Activation Functions
In any Neural Network activation plays a crucial role. As it helps in making decisions easier by making the complex value to predictable one. This can be used in image classification,object detection , language transformation etc..,
without these computations are complex to handle. It helps in increasing the ability of a network to make predictions by shooting up the speed to converge and make decisions based on that output.
Activation function defines the output of input or set of inputs or in other terms defines node of the output of node that is given in inputs. They basically decide to deactivate neurons or activate them to get the desired output. It also performs a nonlinear transformation on the input to get better results on a complex neural network.
The neuron is basically is a weighted average of input, then this sum is passed through an activation function to get an output.
Y = ∑ (weights*input + bias)
Here Y can be anything for a neuron between range -infinity to +infinity. So, we have to bound our output to get the desired prediction or generalized results.
Y = Activation function(∑ (weights*input + bias))
So, we pass that neuron to activation function to bound output values within a certain range.
Why do we need Activation Functions?
Without activation function, weight and bias would only have a linear transformation, or neural network is just a linear regression model, a linear equation is polynomial of one degree only which is simple to solve but limited in terms of ability to solve complex problems or higher degree polynomials.
But opposite to that, the addition of activation function to neural network executes the non-linear transformation to input and make it capable to solve complex problems such as language translations and image classifications.
In addition to that, Activation functions are differentiable due to which they can easily implement back propagations, optimized strategy while performing back propagations to measure gradient loss functions in the neural networks.For doing these tasks there are many activations with us. So, Let’s look into types of Activation Functions.
Types of Activation Functions
- Binary Step Activation Function:
This is a basic activation function used to bound the output between 2 classes. As it considers a threshold value and makes decisions based on that value. Threshold may vary according to our requirement.
f(x) = 1 if x > 0 else 0 if x < 0
2. Linear Activation Function :
It is a simple straight line activation function where output is directly proportional to the weighted sum of the inputs.

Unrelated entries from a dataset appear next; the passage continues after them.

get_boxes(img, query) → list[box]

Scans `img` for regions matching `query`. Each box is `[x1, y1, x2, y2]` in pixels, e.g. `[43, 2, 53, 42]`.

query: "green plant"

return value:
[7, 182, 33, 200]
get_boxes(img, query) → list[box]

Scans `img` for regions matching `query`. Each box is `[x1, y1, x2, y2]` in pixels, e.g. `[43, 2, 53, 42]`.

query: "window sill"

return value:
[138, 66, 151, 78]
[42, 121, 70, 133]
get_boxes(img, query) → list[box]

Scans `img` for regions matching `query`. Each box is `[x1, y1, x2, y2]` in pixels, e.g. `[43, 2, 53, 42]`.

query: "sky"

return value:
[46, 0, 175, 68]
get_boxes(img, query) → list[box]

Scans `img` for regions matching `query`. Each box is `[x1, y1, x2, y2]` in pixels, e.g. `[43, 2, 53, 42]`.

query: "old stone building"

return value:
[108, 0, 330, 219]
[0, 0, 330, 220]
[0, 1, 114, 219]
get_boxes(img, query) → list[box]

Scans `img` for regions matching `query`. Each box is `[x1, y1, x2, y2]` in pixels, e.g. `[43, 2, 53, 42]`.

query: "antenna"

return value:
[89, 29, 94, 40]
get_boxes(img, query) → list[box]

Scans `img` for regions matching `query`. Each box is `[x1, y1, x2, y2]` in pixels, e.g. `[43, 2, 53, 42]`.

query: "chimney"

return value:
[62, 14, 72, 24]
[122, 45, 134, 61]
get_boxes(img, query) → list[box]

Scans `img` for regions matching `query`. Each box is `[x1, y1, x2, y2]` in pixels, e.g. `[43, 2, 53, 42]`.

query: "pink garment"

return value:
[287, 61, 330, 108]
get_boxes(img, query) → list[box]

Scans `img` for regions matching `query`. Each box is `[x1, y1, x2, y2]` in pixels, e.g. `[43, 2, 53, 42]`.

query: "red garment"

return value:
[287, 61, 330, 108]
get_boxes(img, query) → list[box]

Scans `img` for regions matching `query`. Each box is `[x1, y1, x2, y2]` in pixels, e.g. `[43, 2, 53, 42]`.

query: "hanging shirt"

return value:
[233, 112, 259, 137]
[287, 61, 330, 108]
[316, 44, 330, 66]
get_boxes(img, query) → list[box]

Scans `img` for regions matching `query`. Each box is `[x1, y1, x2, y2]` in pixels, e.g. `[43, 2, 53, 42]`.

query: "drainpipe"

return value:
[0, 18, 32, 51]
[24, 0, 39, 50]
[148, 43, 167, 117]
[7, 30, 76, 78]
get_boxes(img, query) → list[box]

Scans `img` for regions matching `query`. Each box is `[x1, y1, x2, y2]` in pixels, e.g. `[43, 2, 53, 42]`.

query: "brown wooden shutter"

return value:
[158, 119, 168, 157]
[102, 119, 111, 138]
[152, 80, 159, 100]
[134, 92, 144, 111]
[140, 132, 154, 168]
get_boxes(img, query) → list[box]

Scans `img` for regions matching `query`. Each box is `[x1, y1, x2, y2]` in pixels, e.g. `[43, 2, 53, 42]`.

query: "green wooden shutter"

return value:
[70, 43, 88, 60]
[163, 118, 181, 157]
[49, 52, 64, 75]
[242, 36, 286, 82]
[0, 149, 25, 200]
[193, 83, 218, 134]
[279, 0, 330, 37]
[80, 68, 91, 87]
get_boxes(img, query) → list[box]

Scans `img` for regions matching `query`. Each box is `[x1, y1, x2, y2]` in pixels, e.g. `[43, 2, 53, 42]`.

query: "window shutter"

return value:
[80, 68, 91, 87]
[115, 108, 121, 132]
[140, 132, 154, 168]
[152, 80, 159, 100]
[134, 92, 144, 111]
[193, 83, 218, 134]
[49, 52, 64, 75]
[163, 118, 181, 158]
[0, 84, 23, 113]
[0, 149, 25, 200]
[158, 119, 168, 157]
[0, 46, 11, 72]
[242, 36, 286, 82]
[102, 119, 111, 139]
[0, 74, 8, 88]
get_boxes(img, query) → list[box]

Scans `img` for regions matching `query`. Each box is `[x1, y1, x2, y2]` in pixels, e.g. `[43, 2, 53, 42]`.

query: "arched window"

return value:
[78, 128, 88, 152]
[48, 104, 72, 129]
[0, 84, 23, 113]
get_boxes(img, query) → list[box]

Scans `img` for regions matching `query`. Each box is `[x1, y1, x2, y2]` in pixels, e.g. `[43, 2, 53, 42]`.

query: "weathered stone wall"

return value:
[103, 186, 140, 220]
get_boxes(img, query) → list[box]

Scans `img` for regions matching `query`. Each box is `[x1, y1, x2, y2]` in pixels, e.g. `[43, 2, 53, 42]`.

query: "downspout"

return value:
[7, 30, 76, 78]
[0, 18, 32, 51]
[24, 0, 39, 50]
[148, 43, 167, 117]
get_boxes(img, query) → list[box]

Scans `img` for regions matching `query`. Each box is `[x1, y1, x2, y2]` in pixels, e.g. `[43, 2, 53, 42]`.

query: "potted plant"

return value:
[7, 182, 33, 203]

There is nothing much about it. As it is the linear combination of weights and inputs.
So, Its equation is Y = m*Z
3. ReLU ( Rectified Linear Unit) :
It is most widely used Activation Function, It outputs values ranging from 0 to infinity , All the negative values are converted to zero. Its conversion rate is also fast. But the only problem is completely neglecting the negative values.
y = max(0, x). x is the input.
Leaky ReLU function instead of ReLU to avoid this unfitting, in Leaky ReLU range is expanded which enhances the performance.
4. Leaky ReLU:
We needed the Leaky ReLU activation function to solve the ‘Dying ReLU’ problem, as discussed in ReLU, we observe that all the negative input values turn into zero very quickly and in the case of Leaky ReLU we do not make all negative inputs to zero but to a value near to zero which solves the major issue of ReLU activation function.
5. Sigmoid Activation Function:
It is one of the mostly used activation function as it does tasks with great efficiency. It used probabilistic approach to make the predictions between 0 and 1 and then decide the output based on the max probability. So, if a class has more probability than all other classes then it is the predicted output.
Along with advantages there is also a drawback with vanishing gradient problem which occurs because of converting large value between 0 to 1, which doesn’t give expected probabilistic value and due to this there will be mismatch in the predicted and original one. So ReLU is used in this cases.
Its Equation is f(x) = 1/(1+e(-x) )
6. Hyperbolic Tangent Activation Function :
This activation function is slightly better than the sigmoid function, like the sigmoid function it is also used to predict or to differentiate between two classes but it maps the negative input into negative quantity only and ranges in between -1 to 1.
7. Softmax Activation Function:
It is used in last layer of the neural network to make prediction. It works similar to sigmoid function and predicts the probabilistic value for an input based on product of weights and inputs and sum with bias.
Conclusion:
The activation functions are those significant functions that perform a non-linear transformation to the input and making it proficient to understand and executes more complex tasks. All the above discussed activation functions are used for same purposed but in different conditions.